Life is Rich
Celebrating family, food & humor

Meet Bonnie

Meet Bonnie


Bonnie Rich, Director

Bonnie Rich is an award-winning director, writer and speaker who makes her almost-feature-length documentary debut with Life is Rich. Bonnie spent most of her career working in higher education as an academic administrator and creative director. But after her daughters graduated college and were pursuing their dreams, Bonnie took the plunge to reimagine her own life. Her marriage of twenty-something years was humming along, so she left her job instead. 

Always in pursuit of a funny story, Bonnie went off-the-grid to a yoga teacher training, took an improv class, searched for her Jewish soul and created a web series where she rebrands her brand. She believes in the motto, “Pain + time + matzo ball soup = comedy.” Currently, she’s collaborating with her daughter, Leah, on a series of digital shorts and a road show. Bonnie’s mission is to promote an appreciation of family through conversation, laughter and good food.

Director Statement

Since my kids were young and willing, I’ve been casting them in my short, funny films. One of our family classics being Hansolo and Gretel—created during a family trip to the woods of West Virginia. Life is Rich is my first film to hit theaters. My initial inspiration was a desire to share my grandfather's oral history with my daughters.
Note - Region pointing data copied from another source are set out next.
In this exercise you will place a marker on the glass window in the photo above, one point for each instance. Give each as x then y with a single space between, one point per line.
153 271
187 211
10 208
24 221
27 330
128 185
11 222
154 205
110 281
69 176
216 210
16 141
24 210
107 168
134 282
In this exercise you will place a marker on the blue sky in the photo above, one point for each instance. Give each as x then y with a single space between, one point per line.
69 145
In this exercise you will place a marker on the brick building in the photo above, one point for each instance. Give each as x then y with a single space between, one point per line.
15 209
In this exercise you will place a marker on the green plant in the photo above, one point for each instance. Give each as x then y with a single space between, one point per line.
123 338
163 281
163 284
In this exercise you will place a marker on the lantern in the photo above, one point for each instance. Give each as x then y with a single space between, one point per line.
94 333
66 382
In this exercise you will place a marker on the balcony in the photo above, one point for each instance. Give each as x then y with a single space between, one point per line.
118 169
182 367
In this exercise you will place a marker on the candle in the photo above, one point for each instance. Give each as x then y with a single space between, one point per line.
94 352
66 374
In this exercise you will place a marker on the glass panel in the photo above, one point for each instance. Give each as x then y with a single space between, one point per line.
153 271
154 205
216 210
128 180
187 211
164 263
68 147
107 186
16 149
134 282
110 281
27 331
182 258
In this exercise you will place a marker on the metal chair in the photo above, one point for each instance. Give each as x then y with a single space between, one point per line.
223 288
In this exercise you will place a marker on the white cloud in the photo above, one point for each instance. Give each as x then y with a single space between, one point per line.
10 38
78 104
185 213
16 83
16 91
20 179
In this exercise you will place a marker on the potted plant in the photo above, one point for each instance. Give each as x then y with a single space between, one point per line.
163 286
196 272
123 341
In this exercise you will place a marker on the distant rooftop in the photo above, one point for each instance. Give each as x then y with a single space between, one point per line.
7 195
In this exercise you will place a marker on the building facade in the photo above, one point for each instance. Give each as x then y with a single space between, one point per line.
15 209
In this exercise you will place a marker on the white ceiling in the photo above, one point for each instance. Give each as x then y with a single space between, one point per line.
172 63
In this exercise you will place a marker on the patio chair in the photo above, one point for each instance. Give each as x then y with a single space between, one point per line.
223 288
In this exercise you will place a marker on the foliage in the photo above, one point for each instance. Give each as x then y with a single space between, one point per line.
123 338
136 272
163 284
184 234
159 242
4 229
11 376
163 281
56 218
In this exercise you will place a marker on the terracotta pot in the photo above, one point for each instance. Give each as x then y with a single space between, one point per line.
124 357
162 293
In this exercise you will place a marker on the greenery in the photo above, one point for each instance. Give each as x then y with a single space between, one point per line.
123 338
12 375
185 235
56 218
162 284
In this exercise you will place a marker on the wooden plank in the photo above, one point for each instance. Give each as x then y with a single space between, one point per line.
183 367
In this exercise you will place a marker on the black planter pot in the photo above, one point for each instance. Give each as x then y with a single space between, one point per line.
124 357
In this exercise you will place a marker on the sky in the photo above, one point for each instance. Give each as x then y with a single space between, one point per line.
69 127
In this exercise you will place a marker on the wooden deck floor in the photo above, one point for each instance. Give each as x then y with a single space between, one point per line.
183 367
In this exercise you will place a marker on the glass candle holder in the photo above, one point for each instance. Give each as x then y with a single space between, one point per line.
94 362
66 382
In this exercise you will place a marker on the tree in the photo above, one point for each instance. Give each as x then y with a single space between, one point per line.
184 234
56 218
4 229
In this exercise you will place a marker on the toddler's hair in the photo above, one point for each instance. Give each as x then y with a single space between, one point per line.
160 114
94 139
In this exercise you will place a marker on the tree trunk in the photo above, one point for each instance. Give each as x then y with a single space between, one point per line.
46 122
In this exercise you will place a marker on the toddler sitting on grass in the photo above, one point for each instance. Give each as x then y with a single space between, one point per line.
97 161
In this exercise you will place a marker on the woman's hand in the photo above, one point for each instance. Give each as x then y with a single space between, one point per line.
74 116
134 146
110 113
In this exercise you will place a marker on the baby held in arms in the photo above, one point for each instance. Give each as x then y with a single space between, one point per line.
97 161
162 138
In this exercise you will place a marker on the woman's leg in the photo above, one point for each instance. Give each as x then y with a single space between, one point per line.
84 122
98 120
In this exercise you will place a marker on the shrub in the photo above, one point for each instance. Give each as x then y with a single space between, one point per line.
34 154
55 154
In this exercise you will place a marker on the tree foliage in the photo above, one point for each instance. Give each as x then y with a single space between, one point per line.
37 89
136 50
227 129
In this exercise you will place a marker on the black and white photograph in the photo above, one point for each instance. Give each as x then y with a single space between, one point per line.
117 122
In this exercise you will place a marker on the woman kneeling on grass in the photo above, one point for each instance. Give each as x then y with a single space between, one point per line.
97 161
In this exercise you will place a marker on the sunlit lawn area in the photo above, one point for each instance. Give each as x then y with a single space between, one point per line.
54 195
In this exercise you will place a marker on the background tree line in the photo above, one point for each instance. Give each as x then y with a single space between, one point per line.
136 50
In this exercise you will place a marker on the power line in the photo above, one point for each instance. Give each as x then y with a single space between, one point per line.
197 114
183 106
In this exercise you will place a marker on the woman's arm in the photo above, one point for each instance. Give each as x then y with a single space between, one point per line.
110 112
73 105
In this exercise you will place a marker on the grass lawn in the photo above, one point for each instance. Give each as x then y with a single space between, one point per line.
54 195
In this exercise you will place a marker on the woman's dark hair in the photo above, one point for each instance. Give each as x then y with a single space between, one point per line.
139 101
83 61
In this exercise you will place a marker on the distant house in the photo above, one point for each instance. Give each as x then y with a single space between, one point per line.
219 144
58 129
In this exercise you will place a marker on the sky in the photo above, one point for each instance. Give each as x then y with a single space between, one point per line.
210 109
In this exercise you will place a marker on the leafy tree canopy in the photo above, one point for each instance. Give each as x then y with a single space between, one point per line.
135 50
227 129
They never met him, and I wanted them to experience how his love of Judaism is intertwined with his story of immigrating to America.

Back in early 1970’s, my mother sat down with my grandfather— Zayde Abe—and a cassette recorder to capture his story. In a heavy Yiddish accent, he told of his childhood growing up in a farming village in Russia. Synagogue was the center of his life, and he was heartbroken when the Bolsheviks shut it down in 1920. Soon after his family escaped to America.

As I delved into Zayde Abe’s story, I also found myself talking to my 20-something daughters about their connection to Judaism. One day, as we discussed the religious obligation of Judaism, I half-jokingly asked, “You’re going to raise my unborn grandchildren Jewish, right?” No one was pregnant. I’m just a planner. First there was dead silence. Then my daughters looked at each other and gently said, “Religion doesn’t seem relevant.”

That shook me. It made me look at my own connection to Judaism. I realized I’d been on Jewish autopilot for years. How could I find a path to love Judaism the way my zayde did? And how could I drag my daughters along with me? I searched for meaningful ways to connect to Judaism, while attempting to force each joyful discovery on my daughters. And I filmed it all. And so, while I still don’t have grandchildren, Life is Rich was born.

My hope is others can laugh and learn from my missteps, and my successes. And that the film can start conversations across generations, build community, and maybe, get you to call your mother.